Pobre no es necesariamente lo mismo que progre. Empero la insatisfacción social (tan cara a la candidatura de Ollanta) es el caldo de cultivo de la archisabida prédica de los caviares. Nadie mejor que ellos si de politizar la emoción de la masa se trata. De esta manera ciertas demandas populares coinciden mal que bien con las de aquellos. Abolir de un plumazo la constitución (hecha a la medida del peor gobierno de la historia: dictatorial, corrupto, vendepatria, etc.); mandar a la porra el modelo económico (esa perversa fábrica de desigualdad social, miseria, desempleo, hambre, etc. llamado neoliberalismo); detener las privatizaciones (no al saqueo de nuestras riquezas, basta de rematar el país, fuera empresas transnacionales, etc.). En fin, majaderías por donde se las mire. Ahora que los progres la echan de nacionalistas, ese será el plan mínimo que esgrimirán si su candidato accede a la presidencia. Y, por supuesto, serán secundados de manera unánime por las bases humalistas.

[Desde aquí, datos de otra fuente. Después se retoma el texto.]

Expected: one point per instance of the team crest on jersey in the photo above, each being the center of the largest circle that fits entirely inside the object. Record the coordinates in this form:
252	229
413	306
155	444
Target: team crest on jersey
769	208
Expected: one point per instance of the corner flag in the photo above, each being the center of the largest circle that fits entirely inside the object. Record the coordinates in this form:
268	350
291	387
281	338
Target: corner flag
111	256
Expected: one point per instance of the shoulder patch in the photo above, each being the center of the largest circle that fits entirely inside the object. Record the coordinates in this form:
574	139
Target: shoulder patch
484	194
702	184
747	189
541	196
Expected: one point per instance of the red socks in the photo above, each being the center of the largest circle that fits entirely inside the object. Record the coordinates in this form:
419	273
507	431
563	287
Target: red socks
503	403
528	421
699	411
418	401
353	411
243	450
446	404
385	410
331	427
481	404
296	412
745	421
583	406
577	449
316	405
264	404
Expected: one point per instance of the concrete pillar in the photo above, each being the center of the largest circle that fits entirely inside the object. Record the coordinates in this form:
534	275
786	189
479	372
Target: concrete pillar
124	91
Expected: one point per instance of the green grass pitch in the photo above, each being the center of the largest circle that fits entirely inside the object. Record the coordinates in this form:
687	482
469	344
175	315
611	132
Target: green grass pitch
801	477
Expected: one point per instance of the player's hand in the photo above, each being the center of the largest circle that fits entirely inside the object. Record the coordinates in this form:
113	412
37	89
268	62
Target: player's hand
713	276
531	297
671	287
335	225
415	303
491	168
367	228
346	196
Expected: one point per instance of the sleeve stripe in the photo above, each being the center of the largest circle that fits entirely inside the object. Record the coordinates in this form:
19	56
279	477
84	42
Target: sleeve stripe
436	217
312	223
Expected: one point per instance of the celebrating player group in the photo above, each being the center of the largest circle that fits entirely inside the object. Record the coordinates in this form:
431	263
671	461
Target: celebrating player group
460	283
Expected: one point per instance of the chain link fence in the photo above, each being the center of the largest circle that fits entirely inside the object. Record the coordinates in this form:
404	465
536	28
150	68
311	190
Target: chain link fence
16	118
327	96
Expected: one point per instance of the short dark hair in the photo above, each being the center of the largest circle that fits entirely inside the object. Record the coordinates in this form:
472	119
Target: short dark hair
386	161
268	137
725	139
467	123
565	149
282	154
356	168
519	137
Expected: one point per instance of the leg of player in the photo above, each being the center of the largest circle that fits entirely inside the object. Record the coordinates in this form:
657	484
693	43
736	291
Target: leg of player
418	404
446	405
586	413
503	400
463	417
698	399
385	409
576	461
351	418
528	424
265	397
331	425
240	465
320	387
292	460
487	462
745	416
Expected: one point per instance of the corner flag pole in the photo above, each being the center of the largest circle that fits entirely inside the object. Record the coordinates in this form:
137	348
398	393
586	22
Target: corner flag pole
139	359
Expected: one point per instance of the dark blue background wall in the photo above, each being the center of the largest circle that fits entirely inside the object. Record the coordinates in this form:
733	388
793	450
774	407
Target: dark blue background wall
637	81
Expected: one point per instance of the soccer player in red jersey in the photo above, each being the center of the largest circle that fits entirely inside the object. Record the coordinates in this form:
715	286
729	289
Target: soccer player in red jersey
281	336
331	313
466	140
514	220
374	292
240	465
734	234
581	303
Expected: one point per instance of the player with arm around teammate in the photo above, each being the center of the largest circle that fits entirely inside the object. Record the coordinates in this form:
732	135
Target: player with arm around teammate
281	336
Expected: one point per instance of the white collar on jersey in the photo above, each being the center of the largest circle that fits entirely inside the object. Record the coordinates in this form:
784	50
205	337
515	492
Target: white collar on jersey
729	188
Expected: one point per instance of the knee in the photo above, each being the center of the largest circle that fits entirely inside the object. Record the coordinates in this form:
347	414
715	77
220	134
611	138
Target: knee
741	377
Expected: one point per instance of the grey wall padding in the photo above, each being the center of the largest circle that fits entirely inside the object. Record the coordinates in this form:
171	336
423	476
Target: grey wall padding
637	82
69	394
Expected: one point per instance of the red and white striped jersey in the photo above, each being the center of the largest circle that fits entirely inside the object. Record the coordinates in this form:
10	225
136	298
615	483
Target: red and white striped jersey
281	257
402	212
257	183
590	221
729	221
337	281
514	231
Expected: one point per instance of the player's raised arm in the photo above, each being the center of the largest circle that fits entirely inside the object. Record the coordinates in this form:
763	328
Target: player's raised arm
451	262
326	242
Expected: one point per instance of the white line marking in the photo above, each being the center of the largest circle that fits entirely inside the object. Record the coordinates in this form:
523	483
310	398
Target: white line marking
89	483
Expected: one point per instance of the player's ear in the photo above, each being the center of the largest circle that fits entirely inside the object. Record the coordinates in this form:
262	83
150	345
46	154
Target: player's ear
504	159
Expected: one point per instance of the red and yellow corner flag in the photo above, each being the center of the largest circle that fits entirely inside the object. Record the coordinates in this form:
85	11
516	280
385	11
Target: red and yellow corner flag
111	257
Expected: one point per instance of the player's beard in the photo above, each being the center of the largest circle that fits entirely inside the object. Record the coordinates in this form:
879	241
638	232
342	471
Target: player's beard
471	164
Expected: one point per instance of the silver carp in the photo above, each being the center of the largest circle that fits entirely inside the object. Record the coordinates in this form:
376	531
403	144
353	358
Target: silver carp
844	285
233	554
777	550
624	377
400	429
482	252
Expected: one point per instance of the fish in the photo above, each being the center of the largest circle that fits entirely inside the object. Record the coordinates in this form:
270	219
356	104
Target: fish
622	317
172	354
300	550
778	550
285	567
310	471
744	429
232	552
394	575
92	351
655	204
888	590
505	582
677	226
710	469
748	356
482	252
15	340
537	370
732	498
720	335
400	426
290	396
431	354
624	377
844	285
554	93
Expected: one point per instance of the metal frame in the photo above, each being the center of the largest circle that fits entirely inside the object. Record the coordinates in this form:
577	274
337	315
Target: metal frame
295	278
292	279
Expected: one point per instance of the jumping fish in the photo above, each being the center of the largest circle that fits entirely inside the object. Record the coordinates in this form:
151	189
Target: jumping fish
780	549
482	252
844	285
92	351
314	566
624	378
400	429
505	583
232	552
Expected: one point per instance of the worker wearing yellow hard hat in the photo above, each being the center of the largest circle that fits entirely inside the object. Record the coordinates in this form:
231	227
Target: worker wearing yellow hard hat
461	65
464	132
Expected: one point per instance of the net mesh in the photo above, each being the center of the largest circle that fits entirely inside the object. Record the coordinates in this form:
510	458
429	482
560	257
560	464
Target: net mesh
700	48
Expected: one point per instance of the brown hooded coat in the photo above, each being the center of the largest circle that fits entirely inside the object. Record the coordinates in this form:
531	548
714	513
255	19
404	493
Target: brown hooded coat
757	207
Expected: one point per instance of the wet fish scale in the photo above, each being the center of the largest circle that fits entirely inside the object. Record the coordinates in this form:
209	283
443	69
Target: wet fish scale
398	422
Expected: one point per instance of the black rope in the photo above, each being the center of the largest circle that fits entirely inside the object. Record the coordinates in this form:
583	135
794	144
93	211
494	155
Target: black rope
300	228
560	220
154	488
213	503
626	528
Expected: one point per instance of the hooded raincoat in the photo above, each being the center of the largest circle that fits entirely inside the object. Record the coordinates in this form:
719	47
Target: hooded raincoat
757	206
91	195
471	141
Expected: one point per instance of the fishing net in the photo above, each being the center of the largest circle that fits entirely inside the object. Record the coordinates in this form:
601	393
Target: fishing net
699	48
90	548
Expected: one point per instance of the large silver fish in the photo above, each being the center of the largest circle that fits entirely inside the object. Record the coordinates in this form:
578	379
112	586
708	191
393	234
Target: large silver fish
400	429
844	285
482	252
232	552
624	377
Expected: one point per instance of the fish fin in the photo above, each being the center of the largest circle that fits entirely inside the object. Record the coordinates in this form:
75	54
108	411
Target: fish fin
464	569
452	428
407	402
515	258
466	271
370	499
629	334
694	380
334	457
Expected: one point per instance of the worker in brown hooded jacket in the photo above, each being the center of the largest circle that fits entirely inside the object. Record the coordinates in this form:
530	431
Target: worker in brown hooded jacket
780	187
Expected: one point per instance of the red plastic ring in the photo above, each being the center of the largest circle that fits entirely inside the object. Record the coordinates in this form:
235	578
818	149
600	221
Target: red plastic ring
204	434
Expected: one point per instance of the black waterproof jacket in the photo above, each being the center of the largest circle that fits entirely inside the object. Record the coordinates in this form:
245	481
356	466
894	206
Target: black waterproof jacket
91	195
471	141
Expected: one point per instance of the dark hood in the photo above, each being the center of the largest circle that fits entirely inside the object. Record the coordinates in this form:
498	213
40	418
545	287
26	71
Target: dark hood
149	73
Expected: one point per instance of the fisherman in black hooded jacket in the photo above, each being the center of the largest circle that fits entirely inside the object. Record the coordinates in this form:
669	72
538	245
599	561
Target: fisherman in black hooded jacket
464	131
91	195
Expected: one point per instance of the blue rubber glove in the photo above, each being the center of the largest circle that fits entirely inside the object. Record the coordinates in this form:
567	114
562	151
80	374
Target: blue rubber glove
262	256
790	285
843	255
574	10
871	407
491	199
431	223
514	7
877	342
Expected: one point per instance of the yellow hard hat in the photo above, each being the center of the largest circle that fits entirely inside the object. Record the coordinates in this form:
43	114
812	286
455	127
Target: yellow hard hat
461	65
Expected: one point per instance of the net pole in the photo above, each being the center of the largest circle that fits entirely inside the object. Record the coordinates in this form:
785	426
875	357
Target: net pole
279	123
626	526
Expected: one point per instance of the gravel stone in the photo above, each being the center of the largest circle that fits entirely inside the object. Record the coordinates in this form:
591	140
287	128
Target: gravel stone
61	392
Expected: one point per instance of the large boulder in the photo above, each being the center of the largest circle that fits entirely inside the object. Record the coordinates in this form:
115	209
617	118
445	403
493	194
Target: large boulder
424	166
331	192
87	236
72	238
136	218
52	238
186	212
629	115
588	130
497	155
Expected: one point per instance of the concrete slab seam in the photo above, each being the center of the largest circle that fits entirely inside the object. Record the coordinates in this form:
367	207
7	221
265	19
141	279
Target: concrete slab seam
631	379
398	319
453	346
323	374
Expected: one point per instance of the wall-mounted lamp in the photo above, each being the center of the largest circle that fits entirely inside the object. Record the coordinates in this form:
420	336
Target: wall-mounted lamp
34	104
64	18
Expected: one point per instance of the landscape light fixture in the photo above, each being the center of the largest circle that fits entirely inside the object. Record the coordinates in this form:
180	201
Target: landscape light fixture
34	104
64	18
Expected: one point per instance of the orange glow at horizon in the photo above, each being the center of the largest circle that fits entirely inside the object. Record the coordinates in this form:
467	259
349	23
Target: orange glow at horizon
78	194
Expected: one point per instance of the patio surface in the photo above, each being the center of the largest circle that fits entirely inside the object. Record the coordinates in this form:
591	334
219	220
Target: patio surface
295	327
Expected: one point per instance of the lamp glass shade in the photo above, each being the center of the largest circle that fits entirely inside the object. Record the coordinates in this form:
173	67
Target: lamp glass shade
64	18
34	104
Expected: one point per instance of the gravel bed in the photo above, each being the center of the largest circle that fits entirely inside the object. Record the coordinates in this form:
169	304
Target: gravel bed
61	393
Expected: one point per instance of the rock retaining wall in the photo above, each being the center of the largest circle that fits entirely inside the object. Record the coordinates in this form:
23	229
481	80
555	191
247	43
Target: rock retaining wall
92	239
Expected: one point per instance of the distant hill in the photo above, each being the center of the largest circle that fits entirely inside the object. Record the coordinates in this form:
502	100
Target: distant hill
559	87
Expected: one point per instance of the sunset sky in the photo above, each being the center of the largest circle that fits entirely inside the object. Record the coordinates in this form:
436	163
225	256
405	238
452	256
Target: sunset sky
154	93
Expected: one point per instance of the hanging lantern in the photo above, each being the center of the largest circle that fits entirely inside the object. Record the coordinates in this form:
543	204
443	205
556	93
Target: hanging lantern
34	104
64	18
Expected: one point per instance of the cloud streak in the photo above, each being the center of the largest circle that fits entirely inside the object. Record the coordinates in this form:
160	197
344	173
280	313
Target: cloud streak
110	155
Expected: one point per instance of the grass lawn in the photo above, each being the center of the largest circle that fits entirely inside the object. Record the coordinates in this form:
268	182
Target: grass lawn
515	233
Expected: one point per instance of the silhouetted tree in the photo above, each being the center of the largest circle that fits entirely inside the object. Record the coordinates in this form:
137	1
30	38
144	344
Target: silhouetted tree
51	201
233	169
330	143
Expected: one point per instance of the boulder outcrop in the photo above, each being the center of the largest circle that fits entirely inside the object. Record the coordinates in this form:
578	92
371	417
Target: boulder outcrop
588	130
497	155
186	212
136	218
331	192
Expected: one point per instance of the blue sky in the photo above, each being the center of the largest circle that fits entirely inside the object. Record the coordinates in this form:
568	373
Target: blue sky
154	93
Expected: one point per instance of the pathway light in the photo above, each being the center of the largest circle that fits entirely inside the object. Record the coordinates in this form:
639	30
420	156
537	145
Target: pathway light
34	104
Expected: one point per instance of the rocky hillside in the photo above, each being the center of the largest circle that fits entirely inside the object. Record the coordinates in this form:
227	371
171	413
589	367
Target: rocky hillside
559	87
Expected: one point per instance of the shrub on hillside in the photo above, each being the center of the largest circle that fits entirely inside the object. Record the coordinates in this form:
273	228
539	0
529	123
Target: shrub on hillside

Si Ollanta, una vez electo, quisiera en verdad seguir los pasos de Lula, debería suscribir sin ambages esta categórica declaración que lanzó el ex presidente de Brasil en el 2003: “Estoy cansado de que los presidentes latinoamericanos sigan echándole todas las culpas de las desgracias del Tercer Mundo al imperialismo. Eso es una bobería”. Es más, tendría que establecer un gobierno democrático, defensor de la empresa privada, el libre mercado y la inversión extranjera. Implementar una política fiscal responsable y mantener una relación cordial con el Fondo Monetario Internacional. Y, claro, promover políticas distributivas a favor de los pobres sin caer en demagogia. Quia. Sus electores, decepcionados e iracundos, pondrían el grito en el cielo. Las revueltas sociales (atizadas por la caviarada) estallarían en todos los rincones del país (máxime en el bravo sur). La ingobernabilidad sería el precio de la defraudación. Huelga decir que si el ex comandante diera marcha atrás o hiciese suyo el susodicho plan mínimo de buenas a primeras, aquí sería Troya.
Aunque comprensible, dada la marginalidad secular del llamado Perú profundo, la fijación humalista no deja de ser un funesto rezago tercermundista. Su trasfondo es un prejuicio colectivo caro a los peruanos: culpar a otros de nuestras desdichas, frustraciones e ineptitudes históricas. Y sus exponentes son, qué duda cabe, los adeptos más fieles de Humala. ¿Entenderán algún día que sólo gracias a la actual constitución (que prescribe una economía social de mercado) el país se recuperó de la bancarrota y alcanzó un notable crecimiento económico, y que por ende sería un dislate mayor (ni más ni menos un suicidio nacional) cambiarla por otra de corte estatista, populista o colectivista? ¿Se percatarán por ventura de que hoy por hoy los países más exitosos del planeta son (lo dice Andrés Oppenheimer) aquellos que, aprovechando la globalización, atraen inversiones y exportan bienes y servicios de mayor valor agregado? ¿Cuándo comprenderán que en el siglo XXI esa es la única forma, acreditada por la realidad, de combatir la pobreza y salir del subdesarrollo? ¡Quién sabe, señor!